La CGT a fait campagne sur la question de l’industrie (ses dirigeants, ainsi que ceux de FO, signant même une tribune avec Arnaud Montebourg au début de 2017), mais finalement en solo, avec une journée interprofessionnelle invisible le 21 mars. La FSU a interpellé les candidats sur la fonction publique et les services publics. Solidaires a participé au collectif « Nos droits contre leurs privilèges » qui s’est construit pour exprimer haut et fort les exigences sociales, mais en refusant explicitement toute confrontation avec les acteurs politiques.

Le réseau syndical Front social (structures de la CGT, de Solidaires, de la FSU, des associations) occupe activement une place vacante, mais n’évite pas le sectarisme autour de la radicalité.

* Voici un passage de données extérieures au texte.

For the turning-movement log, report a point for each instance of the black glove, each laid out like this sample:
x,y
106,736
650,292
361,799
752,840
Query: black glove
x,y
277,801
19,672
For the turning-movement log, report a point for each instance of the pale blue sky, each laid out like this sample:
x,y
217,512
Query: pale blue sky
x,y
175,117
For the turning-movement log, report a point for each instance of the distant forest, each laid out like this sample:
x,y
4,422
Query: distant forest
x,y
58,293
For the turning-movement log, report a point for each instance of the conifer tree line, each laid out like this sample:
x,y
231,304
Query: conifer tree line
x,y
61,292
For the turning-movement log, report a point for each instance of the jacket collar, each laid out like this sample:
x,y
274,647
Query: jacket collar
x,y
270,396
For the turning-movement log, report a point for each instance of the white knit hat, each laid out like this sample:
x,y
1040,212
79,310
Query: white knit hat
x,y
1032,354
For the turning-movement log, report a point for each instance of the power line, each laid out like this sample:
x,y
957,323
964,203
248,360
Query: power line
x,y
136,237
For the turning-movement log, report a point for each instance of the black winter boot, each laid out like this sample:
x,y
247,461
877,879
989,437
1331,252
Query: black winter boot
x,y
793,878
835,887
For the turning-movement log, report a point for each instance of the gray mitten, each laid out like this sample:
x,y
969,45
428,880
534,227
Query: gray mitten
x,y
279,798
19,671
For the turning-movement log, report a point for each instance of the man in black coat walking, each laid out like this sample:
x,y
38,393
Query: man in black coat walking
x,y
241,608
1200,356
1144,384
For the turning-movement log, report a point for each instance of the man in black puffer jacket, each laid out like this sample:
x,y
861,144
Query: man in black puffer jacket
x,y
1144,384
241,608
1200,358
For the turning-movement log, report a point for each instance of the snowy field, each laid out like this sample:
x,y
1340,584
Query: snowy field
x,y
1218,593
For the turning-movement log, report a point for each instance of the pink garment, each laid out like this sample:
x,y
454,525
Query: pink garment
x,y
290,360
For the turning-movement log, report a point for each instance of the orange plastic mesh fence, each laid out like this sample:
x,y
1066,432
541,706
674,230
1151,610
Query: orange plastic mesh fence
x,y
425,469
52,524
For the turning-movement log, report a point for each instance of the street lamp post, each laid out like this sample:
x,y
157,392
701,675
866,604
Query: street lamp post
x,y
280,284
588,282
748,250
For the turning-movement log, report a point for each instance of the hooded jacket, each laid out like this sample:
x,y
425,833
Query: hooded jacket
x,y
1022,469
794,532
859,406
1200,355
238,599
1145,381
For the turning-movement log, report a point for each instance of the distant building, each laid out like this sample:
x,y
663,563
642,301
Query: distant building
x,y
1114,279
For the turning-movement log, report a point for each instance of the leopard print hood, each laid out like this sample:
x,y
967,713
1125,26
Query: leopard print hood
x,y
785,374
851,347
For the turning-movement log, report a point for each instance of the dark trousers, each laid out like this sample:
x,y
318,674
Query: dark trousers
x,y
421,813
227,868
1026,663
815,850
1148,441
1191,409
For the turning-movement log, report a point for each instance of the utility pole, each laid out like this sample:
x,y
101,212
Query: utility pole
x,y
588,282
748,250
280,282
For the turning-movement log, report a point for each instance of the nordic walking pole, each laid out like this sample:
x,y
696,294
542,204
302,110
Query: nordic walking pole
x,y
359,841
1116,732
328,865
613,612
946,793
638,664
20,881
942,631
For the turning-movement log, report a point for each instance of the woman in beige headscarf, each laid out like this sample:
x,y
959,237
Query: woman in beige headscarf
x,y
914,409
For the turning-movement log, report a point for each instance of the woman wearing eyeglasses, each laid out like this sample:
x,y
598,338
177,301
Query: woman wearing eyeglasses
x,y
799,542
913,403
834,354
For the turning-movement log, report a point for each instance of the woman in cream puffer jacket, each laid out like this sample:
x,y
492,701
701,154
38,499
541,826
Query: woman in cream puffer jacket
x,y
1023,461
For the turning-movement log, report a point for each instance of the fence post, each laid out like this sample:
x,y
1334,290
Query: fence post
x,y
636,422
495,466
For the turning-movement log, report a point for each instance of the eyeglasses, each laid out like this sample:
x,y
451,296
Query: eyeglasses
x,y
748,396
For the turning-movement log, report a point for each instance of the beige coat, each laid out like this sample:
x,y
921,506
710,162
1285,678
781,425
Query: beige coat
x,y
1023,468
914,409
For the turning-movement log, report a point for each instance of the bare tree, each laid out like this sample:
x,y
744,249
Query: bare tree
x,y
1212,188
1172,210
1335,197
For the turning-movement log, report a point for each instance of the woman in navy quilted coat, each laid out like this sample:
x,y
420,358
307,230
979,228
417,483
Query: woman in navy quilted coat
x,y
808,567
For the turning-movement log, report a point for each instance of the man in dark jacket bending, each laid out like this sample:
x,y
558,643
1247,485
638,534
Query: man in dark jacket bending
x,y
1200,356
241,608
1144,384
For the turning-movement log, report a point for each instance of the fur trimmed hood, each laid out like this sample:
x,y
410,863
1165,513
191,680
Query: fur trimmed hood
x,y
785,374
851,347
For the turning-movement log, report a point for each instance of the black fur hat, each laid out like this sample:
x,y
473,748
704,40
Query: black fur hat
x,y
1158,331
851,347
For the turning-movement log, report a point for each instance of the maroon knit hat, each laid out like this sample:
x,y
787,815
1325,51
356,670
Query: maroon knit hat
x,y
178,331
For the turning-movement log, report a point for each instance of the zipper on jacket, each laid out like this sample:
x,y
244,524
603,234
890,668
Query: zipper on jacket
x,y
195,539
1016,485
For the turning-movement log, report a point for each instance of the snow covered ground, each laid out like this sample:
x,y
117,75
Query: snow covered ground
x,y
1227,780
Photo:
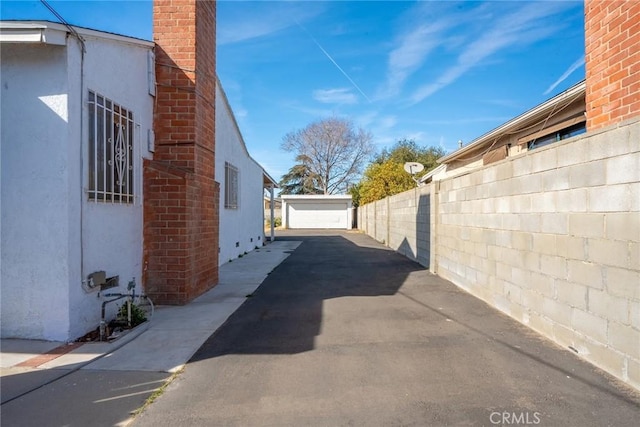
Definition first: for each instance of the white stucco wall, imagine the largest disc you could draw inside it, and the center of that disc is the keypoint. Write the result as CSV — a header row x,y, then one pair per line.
x,y
241,229
34,188
52,235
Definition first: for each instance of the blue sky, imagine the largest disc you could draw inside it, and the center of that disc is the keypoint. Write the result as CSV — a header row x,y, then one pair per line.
x,y
433,71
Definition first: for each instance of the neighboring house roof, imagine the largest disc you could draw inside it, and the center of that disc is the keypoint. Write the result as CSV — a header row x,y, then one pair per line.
x,y
429,176
540,112
47,32
267,179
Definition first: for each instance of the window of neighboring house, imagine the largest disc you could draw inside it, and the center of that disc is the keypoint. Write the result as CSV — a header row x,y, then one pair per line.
x,y
230,186
111,135
556,136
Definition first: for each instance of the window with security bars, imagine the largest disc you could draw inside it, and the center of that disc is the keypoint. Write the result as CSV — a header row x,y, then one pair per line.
x,y
111,135
230,186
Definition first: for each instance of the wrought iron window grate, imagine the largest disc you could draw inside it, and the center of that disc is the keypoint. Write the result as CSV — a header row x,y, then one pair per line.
x,y
111,138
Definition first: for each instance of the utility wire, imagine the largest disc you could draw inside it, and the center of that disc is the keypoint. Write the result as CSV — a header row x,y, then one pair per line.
x,y
65,23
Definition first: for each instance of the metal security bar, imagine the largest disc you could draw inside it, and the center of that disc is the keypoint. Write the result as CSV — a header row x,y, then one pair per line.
x,y
111,138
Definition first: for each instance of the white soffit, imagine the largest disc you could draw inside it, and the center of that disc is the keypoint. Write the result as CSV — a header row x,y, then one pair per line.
x,y
31,33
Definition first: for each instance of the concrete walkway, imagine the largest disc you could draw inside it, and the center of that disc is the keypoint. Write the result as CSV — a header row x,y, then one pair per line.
x,y
347,332
55,384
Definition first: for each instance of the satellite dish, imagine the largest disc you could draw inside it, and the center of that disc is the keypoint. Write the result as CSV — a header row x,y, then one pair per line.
x,y
413,167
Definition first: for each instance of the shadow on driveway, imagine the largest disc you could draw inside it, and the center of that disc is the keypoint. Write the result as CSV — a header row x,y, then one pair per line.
x,y
285,314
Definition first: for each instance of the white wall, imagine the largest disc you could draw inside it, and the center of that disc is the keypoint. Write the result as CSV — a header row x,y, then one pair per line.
x,y
112,233
34,187
45,252
241,229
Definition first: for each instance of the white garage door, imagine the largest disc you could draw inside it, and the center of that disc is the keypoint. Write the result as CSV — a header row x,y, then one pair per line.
x,y
317,215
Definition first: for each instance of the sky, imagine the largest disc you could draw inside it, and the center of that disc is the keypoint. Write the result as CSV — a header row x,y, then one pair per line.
x,y
437,72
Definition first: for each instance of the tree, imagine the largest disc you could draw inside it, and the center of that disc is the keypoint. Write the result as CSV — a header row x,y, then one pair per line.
x,y
386,176
300,179
335,152
407,150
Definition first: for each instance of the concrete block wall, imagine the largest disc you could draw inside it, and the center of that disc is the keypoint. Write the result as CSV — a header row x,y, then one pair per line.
x,y
402,222
552,238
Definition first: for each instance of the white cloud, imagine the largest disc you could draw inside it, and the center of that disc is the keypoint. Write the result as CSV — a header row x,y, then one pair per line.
x,y
258,19
579,63
335,96
517,28
412,50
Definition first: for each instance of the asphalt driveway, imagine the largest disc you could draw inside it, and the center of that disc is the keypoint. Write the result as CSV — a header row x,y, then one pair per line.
x,y
347,332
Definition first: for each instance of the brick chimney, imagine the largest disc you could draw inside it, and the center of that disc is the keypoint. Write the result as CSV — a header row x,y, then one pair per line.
x,y
180,194
612,42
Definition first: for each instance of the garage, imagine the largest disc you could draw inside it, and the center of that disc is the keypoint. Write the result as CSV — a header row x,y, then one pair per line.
x,y
316,211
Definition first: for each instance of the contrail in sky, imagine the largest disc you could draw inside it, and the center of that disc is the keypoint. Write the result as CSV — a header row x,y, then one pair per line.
x,y
566,74
334,62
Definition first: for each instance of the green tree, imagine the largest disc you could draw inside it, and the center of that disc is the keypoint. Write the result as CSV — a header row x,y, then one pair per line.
x,y
335,153
300,179
386,176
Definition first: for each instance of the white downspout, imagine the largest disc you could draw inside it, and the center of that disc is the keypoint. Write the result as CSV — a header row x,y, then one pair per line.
x,y
272,237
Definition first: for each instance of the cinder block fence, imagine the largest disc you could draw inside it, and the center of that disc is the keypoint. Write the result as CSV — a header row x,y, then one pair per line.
x,y
550,237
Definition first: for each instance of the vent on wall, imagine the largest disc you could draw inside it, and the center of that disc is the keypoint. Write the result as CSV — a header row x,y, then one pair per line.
x,y
112,282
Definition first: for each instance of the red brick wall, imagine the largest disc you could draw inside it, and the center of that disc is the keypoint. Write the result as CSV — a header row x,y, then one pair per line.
x,y
180,193
612,41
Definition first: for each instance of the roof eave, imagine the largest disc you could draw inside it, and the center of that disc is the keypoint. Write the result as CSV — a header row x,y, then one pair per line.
x,y
517,121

Force ouvrière s’est comme d’habitude détachée du moment politique, hésitant même à s’exprimer clairement contre Le FN. Le résultat général, c’est que la politique laissée de côté revient par la grande porte : une présidence omniprésente et activiste. Comme cela s’était produit au lendemain de l’élection de Sarkozy en 2007, le syndicalisme hésite à lui contester sa légitimité, comme si l’élection politique englobait à elle seule la totalité sociale.

Briser le consensus mou autour du nouveau pouvoir

Disons-le avec force : le mouvement social, le mouvement citoyen, ont leur propre rythme, leurs règles démocratiques, et leur propre légitimité. Sur le plan politique à gauche, il convient de marquer au plus vite un territoire commun d’expression indépendante et d’action. Sur proposition d’Ensemble, une déclaration commune contre la prétention à gouverner par ordonnances pour briser le droit du travail a été rendue publique le lundi 5 juin (« Nous refuserons une loi Travail bis par ordonnance ! »), associant un arc de forces jamais vu depuis longtemps. Mais il conviendrait d’aller plus loin qu’une déclaration symbolique, et de contribuer à briser le consensus mou autour du nouveau pouvoir.

En Ile-de-France, est en train de se reconstituer une intersyndicale large (CGT, FO, FSU, Solidaires et organisations de jeunesses) pour le mardi 27 juin, jour d’ouverture de l’Assemblée nationale. Le Collectif « Le Code qu’il faut construire » (CQFD), constitué au moment de la loi Travail, s’est à nouveau réuni le 20 juin ; il réunit syndicats, associations, partis politiques. Les universitaires du Groupe de recherche pour un autre Code du travail (GR-PACT) a proposé au printemps 2017 une réécriture complète du Code du travail, en lien avec les syndicats (lire : Un code du travail alternatif pour répondre aux défis de l’ubérisation, de la précarité et des licenciements injustifiés).

Il peut jouer un rôle important dans la confrontation entre la régression Macron et une vraie sécurité des droits créatrice d’autonomie pour la jeunesse, les salariés, les personnes sous statut d’indépendants mais réellement « dépendantes » de donneurs d’ordre économiques (par le biais technique du numérique). Le défi est que toutes ces initiatives coopèrent, se parlent, conjuguent leurs modes d’action, et acceptent de s’engager dans une contestation dynamique pour résister aux sirènes du macronisme et de son monde.

Jean-Claude Mamet, militant de Ensemble !, co-animateur d’un blog sur le syndicalisme.